Sophomore chemistry teacher Matthew Smentek is an Atlanta native, and he earned a bachelor’s in chemistry from Wake Forest University before he got his master’s in organic chemistry at Emory University. Mr. Smentek previously taught chemistry at St. Pius X and also coached boys lacrosse. “St. Pius was great,” said Mr. Smentek. “I loved it there and I miss it, but I feel like I’m at home now.” With regard to his Pace experience so far, Mr. Smentek is speechless about how happy he is here. “I wish I could just show people how happy I am here instead of trying to tell them,” said Mr. Smentek. “It’s hard to find the right words. I’m in love with this school.”

Mr. Smentek describes his teaching style as flexible and intense, and he loves doing demonstrations in class. Once the school day ends, however, Mr. Smentek is out on the field coaching middle school boys lacrosse. He is the new head coach, and he is very happy with his position. “I coached against [Pace history teacher] Grady Stevens for three years, and he’s just great,” said Mr. Smentek. “He’s the one who set me up with Pace.” Outside of school, Mr. Smentek enjoys fishing and watching sports. He is recently engaged, and he spends a lot of his time balancing adjusting to Pace and planning his wedding.

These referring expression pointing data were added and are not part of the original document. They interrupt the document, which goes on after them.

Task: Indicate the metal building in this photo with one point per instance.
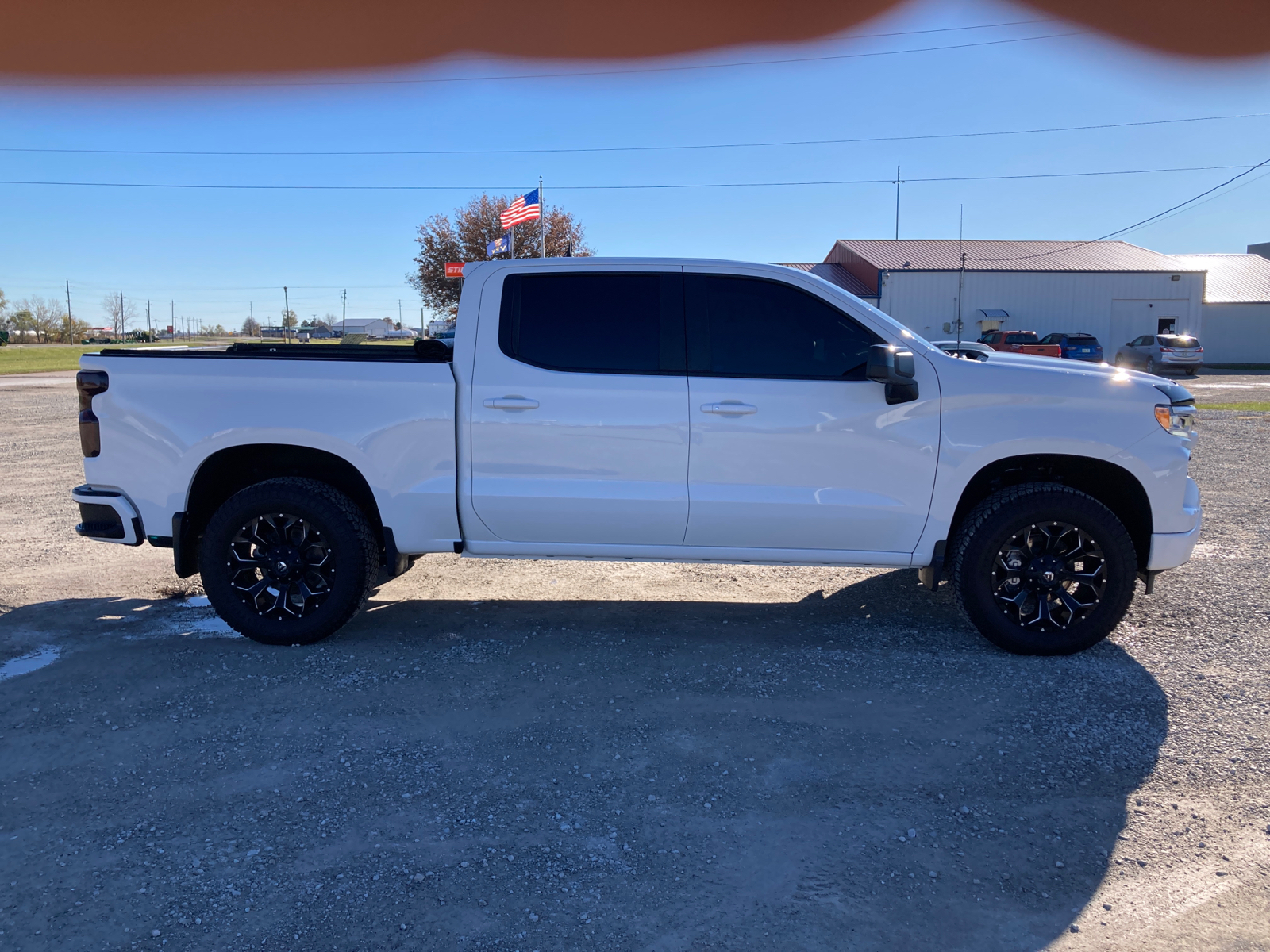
(1113, 290)
(1236, 311)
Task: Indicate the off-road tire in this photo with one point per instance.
(334, 518)
(995, 522)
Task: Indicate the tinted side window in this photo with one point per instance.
(753, 328)
(595, 323)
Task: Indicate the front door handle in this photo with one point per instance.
(728, 409)
(511, 404)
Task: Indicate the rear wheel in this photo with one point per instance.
(1041, 569)
(289, 562)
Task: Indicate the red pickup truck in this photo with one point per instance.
(1020, 342)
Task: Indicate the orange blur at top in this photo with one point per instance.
(156, 38)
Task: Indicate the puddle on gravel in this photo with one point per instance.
(31, 662)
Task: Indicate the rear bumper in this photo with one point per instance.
(107, 516)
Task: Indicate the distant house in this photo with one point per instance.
(1236, 327)
(1109, 289)
(370, 327)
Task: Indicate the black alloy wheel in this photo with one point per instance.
(289, 562)
(281, 565)
(1049, 577)
(1041, 569)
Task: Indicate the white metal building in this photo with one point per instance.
(1236, 308)
(370, 327)
(1109, 289)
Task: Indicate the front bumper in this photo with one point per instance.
(1172, 549)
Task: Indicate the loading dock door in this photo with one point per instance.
(1132, 319)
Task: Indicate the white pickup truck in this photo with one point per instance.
(635, 409)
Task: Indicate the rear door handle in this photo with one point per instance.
(728, 409)
(511, 404)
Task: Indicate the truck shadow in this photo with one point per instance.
(729, 774)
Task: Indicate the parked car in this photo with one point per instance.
(1020, 342)
(972, 349)
(560, 427)
(1160, 352)
(1076, 347)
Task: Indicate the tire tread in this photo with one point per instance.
(1015, 497)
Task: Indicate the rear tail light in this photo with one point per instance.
(89, 384)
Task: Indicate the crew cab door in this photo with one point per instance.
(791, 446)
(579, 410)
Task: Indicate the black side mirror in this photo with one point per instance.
(893, 367)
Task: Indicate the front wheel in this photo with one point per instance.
(1041, 569)
(289, 562)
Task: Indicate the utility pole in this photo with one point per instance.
(899, 183)
(960, 274)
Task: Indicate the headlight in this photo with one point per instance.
(1179, 420)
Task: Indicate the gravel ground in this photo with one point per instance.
(548, 755)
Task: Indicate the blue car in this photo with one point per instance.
(1077, 347)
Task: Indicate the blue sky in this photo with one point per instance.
(217, 253)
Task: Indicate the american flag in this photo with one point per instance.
(524, 209)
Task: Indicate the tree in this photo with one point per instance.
(120, 311)
(464, 239)
(44, 319)
(73, 330)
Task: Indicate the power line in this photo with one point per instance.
(632, 149)
(641, 70)
(1168, 213)
(611, 188)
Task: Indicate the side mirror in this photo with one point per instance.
(893, 367)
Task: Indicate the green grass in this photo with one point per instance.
(1264, 405)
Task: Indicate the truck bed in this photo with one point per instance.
(387, 410)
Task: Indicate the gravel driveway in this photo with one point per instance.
(550, 755)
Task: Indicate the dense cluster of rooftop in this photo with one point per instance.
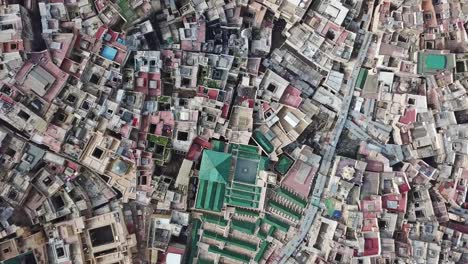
(261, 131)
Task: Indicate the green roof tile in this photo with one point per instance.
(263, 248)
(285, 210)
(214, 219)
(243, 226)
(215, 166)
(242, 211)
(229, 254)
(291, 197)
(275, 222)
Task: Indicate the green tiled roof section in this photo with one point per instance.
(229, 254)
(285, 210)
(210, 195)
(283, 164)
(215, 166)
(263, 142)
(241, 202)
(262, 235)
(275, 222)
(264, 162)
(243, 226)
(214, 219)
(248, 149)
(330, 205)
(196, 224)
(219, 197)
(248, 152)
(420, 62)
(242, 211)
(362, 76)
(272, 230)
(218, 145)
(230, 240)
(244, 195)
(263, 248)
(248, 188)
(250, 156)
(435, 61)
(291, 197)
(205, 261)
(201, 194)
(126, 12)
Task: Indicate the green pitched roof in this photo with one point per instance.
(215, 166)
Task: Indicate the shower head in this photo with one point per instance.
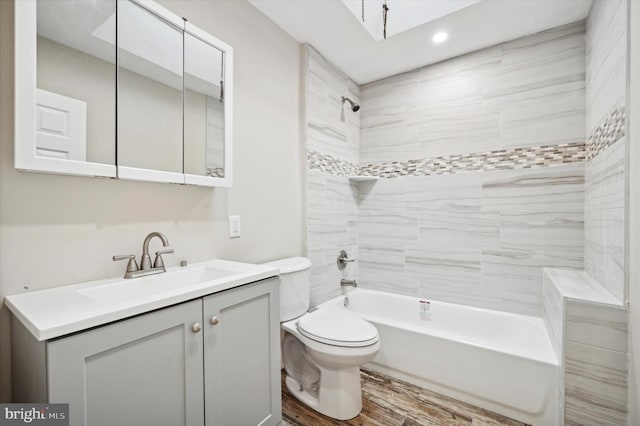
(354, 106)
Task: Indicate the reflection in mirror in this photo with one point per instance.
(150, 70)
(76, 80)
(203, 108)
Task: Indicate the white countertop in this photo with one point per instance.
(62, 310)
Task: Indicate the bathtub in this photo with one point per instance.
(495, 360)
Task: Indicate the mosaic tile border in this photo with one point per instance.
(606, 134)
(330, 164)
(505, 159)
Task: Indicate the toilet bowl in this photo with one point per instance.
(321, 350)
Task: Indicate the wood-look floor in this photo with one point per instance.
(390, 402)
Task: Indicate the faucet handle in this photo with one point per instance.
(158, 262)
(132, 265)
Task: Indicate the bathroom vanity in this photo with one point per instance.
(192, 346)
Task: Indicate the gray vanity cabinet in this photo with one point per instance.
(145, 370)
(212, 360)
(242, 351)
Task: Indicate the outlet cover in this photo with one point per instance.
(234, 226)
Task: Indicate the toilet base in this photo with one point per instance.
(339, 395)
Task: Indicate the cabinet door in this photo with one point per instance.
(241, 351)
(145, 370)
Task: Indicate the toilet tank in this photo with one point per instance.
(295, 286)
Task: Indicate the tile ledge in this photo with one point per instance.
(580, 286)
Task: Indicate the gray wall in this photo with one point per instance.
(490, 190)
(56, 230)
(605, 172)
(634, 216)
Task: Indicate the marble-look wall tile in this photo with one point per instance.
(606, 48)
(596, 382)
(553, 313)
(589, 332)
(480, 239)
(599, 325)
(524, 93)
(604, 218)
(331, 128)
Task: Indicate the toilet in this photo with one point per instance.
(322, 350)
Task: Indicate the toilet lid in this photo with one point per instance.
(338, 328)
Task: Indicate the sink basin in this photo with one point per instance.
(63, 310)
(154, 285)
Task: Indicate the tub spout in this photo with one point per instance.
(348, 283)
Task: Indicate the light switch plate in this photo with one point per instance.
(234, 226)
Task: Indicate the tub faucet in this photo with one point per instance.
(348, 283)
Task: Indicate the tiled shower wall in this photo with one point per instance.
(331, 209)
(490, 147)
(605, 168)
(595, 355)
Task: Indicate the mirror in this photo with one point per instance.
(66, 123)
(203, 108)
(208, 109)
(89, 73)
(150, 83)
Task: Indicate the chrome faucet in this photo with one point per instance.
(145, 262)
(348, 283)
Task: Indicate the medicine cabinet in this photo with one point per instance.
(123, 89)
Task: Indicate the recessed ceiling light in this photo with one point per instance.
(440, 37)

The science department also welcomes Dr. Melody Walter as a new chemistry teacher. Dr. Walter earned a bachelor’s degree from Emory University, a Ph.D. in chemistry from the University of Georgia, and worked as a postdoctoral associate at the Massachusetts Institute of Technology in Bioinorganic Chemistry. Dr. Walter is excited to teach the bright students at Pace and she looks forward to work every day. “The students are really interested in learning,” said Dr. Walter. “It seems like a very positive environment to be in, to work in, to teach in and to learn in, so I was excited to talk about science with young scientists in a positive community.”

Dr. Walter hopes to inspire her students to be as passionate about science and chemistry as she is and to apply it to their everyday lives. “I hope that students will end up seeing that chemistry is all around us and it’s in the daily phenomena that we see,” said Dr. Walter. “I hope that that makes the science seem a bit more accessible.” Dr. Walter has felt welcomed by not only the students and families, but by the faculty as well. One of her favorite parts of working at Pace is when students stay for extra help. “I love the questions that students ask,” said Dr. Walter. “I love when students stay after class and ask me questions about the periodic table or other parts of chemistry, whether it’s related to the science that we’re currently covering or the science we will get to in the future.”